CORONAVIRUS PANDEMIC UPDATE: FDA EXPEDITED DRUG REVIEW PROGRAMS

The development of drugs and medical devices follows well-established paths to make sure that they are safe and effective when they reach the public. From concept to approval and beyond, FDA:

o   Reviews research data and information about drugs and devices before they become available to the public
o   Watches for drug problems once drugs and devices are available to the public
o   Monitors drug information and advertising
o   Protects drug quality

The development processes for drugs and devices are similar – each involves five basic steps. However, the processes differ within those steps.

Step 1: Discovery/Concept
Research for a new drug or device begins in the laboratory.

Step 2: Preclinical Research
Drugs and devices undergo laboratory and animal testing to answer basic questions about safety.

Step 3: Clinical Research
Drugs and devices are tested on people to make sure they are safe and effective.

Step 4: FDA Review
FDA review teams thoroughly examine all of the submitted data related to the drug or device and make a decision to approve or not to approve it.

Step 5: FDA Post-Market Safety Monitoring
FDA monitors all drug and device safety once products are available for use by the public.

Speeding the availability of drugs that treat serious diseases are in everyone's interest, especially when the drugs are the first available treatment or if the drug has advantages over existing treatments. The Food and Drug Administration has developed four distinct and successful approaches to making such drugs available as rapidly as possible.

These include the following:

Fast Track
Fast track is a process designed to facilitate the development and expedite the review of drugs to treat serious conditions and fill an unmet medical need. The purpose is to get important new drugs to the patient earlier. Fast Track addresses a broad range of serious conditions.

Determining whether a condition is serious is a matter of judgment, but generally is based on whether the drug will have an impact on such factors as survival, day-to-day functioning, or the likelihood that the condition, if left untreated, will progress from a less severe condition to a more serious one. AIDS, Alzheimer’s, heart failure and cancer are obvious examples of serious conditions. However, diseases such as epilepsy, depression and diabetes are also considered to be serious conditions.

Breakthrough Therapy
Breakthrough Therapy designation is a process designed to expedite the development and review of drugs that are intended to treat a serious condition and preliminary clinical evidence indicates that the drug may demonstrate substantial improvement over available therapy on a clinically significant endpoint(s).

Accelerated Approval
When studying a new drug, it can sometimes take many years to learn whether a drug actually provides a real effect on how a patient survives, feels, or functions. A positive therapeutic effect that is clinically meaningful in the context of a given disease is known as “clinical benefit”. Mindful of the fact that it may take an extended period of time to measure a drug’s intended clinical benefit, in 1992 FDA instituted the Accelerated Approval regulations. These regulations allowed drugs for serious conditions that filled an unmet medical need to be approved based on a surrogate endpoint. Using a surrogate endpoint enabled the FDA to approve these drugs faster.

Priority Review
Prior to approval, each drug marketed in the United States must go through a detailed FDA review process. In 1992, under the Prescription Drug User Act (PDUFA), FDA agreed to specific goals for improving the drug review time and created a two-tiered system of review times – Standard Review and Priority Review. A Priority Review designation means FDA’s goal is to take action on an application within 6 months (compared to 10 months under standard review).

A Priority Review designation will direct overall attention and resources to the evaluation of applications for drugs that, if approved, would be significant improvements in the safety or effectiveness of the treatment, diagnosis, or prevention of serious conditions when compared to standard applications.

Because each of these approaches implies speed, there can be confusion about the specific meaning of each and the distinctions among them. 

To add the confusion, is the FDA's Compassionate Use (or Expanded Access) Program.

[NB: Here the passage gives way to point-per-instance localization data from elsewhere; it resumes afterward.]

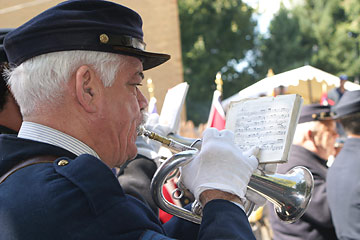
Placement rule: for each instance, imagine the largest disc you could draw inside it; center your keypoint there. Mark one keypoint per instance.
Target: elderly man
(343, 178)
(313, 144)
(10, 117)
(77, 68)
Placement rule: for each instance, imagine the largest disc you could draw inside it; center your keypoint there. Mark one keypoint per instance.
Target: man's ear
(310, 135)
(87, 88)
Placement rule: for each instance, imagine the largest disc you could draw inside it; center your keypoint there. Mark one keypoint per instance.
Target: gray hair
(42, 79)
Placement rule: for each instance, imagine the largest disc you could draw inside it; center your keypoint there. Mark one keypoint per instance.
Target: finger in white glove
(219, 165)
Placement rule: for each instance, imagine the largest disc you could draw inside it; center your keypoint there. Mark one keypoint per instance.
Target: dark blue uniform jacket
(84, 200)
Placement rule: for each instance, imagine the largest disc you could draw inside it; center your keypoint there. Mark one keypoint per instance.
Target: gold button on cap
(63, 162)
(104, 38)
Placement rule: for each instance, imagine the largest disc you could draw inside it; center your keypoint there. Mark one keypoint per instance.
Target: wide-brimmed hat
(93, 25)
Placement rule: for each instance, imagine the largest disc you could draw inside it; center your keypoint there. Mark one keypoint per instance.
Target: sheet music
(262, 122)
(172, 106)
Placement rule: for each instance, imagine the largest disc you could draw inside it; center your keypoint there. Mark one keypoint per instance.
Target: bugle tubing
(290, 193)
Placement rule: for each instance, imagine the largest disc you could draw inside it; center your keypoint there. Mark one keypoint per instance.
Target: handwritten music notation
(265, 122)
(264, 127)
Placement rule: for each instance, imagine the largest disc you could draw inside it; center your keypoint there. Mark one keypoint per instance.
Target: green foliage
(287, 47)
(322, 33)
(215, 34)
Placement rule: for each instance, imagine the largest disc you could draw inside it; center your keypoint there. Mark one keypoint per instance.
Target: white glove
(219, 165)
(269, 168)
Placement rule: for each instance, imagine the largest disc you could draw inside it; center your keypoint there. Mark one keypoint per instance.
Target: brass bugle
(290, 192)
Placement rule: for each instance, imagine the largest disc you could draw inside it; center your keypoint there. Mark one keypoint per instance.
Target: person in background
(313, 143)
(76, 71)
(335, 94)
(343, 178)
(10, 116)
(333, 97)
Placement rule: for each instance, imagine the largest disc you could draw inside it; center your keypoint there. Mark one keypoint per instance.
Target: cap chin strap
(122, 40)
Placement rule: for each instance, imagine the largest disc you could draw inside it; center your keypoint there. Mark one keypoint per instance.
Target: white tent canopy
(289, 78)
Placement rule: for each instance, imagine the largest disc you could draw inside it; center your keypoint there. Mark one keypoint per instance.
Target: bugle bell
(290, 193)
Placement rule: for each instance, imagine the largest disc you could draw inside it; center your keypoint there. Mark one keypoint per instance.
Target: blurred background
(245, 41)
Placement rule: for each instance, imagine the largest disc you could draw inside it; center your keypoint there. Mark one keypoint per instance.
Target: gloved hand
(269, 168)
(219, 165)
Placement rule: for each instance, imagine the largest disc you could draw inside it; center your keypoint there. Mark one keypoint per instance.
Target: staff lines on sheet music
(264, 128)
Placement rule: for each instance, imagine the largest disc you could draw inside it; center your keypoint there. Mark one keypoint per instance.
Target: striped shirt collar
(45, 134)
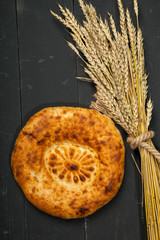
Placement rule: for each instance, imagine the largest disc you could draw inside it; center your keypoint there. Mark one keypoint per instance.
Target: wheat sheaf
(115, 62)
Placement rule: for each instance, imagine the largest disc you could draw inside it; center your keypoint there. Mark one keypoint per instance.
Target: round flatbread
(69, 161)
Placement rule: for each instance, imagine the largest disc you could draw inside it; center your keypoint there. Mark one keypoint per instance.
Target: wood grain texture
(37, 70)
(11, 210)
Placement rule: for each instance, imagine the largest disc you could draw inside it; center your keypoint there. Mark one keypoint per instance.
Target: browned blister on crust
(68, 161)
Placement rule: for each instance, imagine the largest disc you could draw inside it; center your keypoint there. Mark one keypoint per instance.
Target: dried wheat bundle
(115, 62)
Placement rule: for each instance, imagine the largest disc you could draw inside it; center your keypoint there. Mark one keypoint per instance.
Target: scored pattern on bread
(72, 163)
(69, 162)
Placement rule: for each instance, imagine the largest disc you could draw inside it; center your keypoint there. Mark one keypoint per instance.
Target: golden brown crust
(68, 161)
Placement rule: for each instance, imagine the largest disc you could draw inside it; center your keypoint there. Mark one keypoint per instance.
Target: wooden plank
(12, 201)
(48, 79)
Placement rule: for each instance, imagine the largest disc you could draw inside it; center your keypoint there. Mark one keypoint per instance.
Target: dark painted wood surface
(37, 69)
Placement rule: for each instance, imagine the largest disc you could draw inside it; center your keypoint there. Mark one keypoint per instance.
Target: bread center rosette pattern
(71, 163)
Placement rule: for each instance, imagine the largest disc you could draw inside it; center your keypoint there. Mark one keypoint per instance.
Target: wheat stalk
(115, 63)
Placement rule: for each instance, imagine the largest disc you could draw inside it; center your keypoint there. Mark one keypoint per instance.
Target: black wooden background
(38, 69)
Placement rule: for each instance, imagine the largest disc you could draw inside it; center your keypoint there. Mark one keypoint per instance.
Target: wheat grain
(116, 64)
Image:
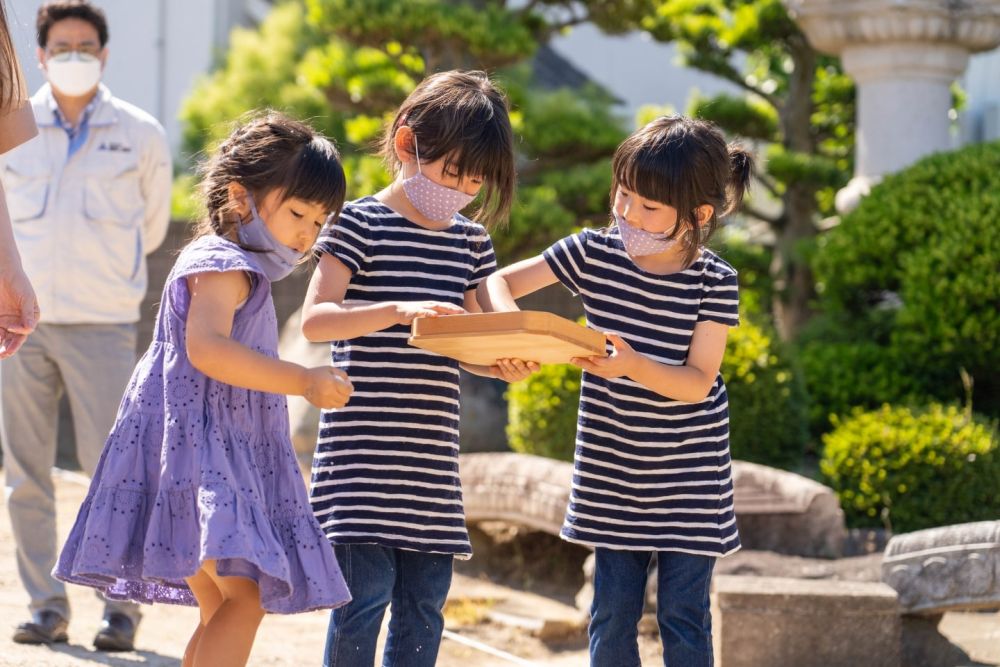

Compassionate Use (or Expanded Access) Program
Sometimes called “compassionate use”, expanded access is a potential pathway for a patient with an immediately life-threatening condition or serious disease or condition to gain access to an investigational medical product (drug, biologic, or medical device) for treatment outside of clinical trials when no comparable or satisfactory alternative therapy options are available.

Expanded access may be appropriate when all the following apply:

o   Patient has a serious disease or condition, or whose life is immediately threatened by their disease or condition
o   There is no comparable or satisfactory alternative therapy to diagnose, monitor, or treat the disease or condition
o   Patient enrollment in a clinical trial is not possible
o   Potential patient benefit justifies the potential risks of treatment
o   Providing the investigational medical product will not interfere with investigational trials that could support a medical product’s development or marketing approval for the treatment indication

Investigational drugs, biologics or medical devices have not yet been approved or cleared by FDA and FDA has not found these products to be safe and effective for their specific use. Furthermore, the investigational medical product may, or may not, be effective in the treatment of the condition, and use of the product may cause unexpected serious side effects.